She wept the river that runs to the sea
to bring the fishermen home, says one.

And when, says another, the sun would not rise,
it was she who swallowed the night.

Yes, yes, says a third, the world had grown wicked
and no wind could bring it back.
With one exhale, she cleansed the town,
so the bread of the poor could leaven.

They nod as one, We’ve heard this too,
surely it must be true!

What would we do without her?

Recently, I reviewed and archived all my poems on the Book of Pain. This poem grew out of a discarded portion of a draft for It’s theirs, after all, and paid for. In re-reading that early version, I realized it could stand on its own. I hope you like it…

Thank you for reading Pray. I humbly appreciate your visiting the Book of Pain, and as always, I look forward to your comments.

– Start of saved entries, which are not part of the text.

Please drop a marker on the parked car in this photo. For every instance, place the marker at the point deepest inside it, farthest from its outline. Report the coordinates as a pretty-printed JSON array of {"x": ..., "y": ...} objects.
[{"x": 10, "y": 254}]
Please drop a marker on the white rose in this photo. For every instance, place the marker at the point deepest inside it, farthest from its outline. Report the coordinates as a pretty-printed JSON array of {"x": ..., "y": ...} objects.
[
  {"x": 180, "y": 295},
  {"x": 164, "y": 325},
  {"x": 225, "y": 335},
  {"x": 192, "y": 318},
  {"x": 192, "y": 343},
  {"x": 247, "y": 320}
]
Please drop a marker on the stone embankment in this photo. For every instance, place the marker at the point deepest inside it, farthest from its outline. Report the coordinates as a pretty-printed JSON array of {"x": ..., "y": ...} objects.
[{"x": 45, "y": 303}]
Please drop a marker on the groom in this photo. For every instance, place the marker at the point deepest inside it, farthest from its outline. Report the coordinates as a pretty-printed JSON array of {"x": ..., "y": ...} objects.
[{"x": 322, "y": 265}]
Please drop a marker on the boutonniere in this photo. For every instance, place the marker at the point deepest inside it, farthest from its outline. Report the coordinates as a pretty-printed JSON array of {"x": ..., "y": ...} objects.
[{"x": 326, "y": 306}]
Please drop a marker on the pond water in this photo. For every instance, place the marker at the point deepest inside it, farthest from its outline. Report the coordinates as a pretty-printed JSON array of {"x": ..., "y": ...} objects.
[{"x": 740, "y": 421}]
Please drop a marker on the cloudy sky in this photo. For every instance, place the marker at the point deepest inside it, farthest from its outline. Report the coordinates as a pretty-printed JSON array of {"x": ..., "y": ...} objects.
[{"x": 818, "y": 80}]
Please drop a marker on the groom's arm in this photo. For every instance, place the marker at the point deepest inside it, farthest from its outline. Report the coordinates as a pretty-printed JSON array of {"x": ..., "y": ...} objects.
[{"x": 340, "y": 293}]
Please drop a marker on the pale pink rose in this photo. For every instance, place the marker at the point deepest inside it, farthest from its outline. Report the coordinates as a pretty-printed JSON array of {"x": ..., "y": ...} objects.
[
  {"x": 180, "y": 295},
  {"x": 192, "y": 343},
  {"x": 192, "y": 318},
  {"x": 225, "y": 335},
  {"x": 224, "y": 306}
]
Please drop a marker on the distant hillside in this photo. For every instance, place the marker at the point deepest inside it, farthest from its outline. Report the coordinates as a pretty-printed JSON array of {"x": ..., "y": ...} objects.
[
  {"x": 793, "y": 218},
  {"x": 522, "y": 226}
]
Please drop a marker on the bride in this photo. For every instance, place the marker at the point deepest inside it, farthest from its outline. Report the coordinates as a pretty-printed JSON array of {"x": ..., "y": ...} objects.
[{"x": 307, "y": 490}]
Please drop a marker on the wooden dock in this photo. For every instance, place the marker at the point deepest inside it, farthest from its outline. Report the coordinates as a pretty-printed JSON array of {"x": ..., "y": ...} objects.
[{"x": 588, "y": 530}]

The photograph was taken at the Musée de la Mer on the Île Sainte-Marguerite, the largest of the Lérins Islands, just off the coast from Cannes, France. To see my photography blog, please visit the Book of Bokeh.

john

Photograph, poem and notes © John Etheridge; all rights reserved. The poem and accompanying notes are licensed under the Creative Commons Attribution-Noncommercial-No Derivative Works 3.0 Unported License. This applies to all original written work found on this site, unless noted otherwise. The attribution claimed under the license is: © John Etheridge,  https://bookofpain.wordpress.com. The photograph is not licensed for use in any way without the expressed consent of its creator.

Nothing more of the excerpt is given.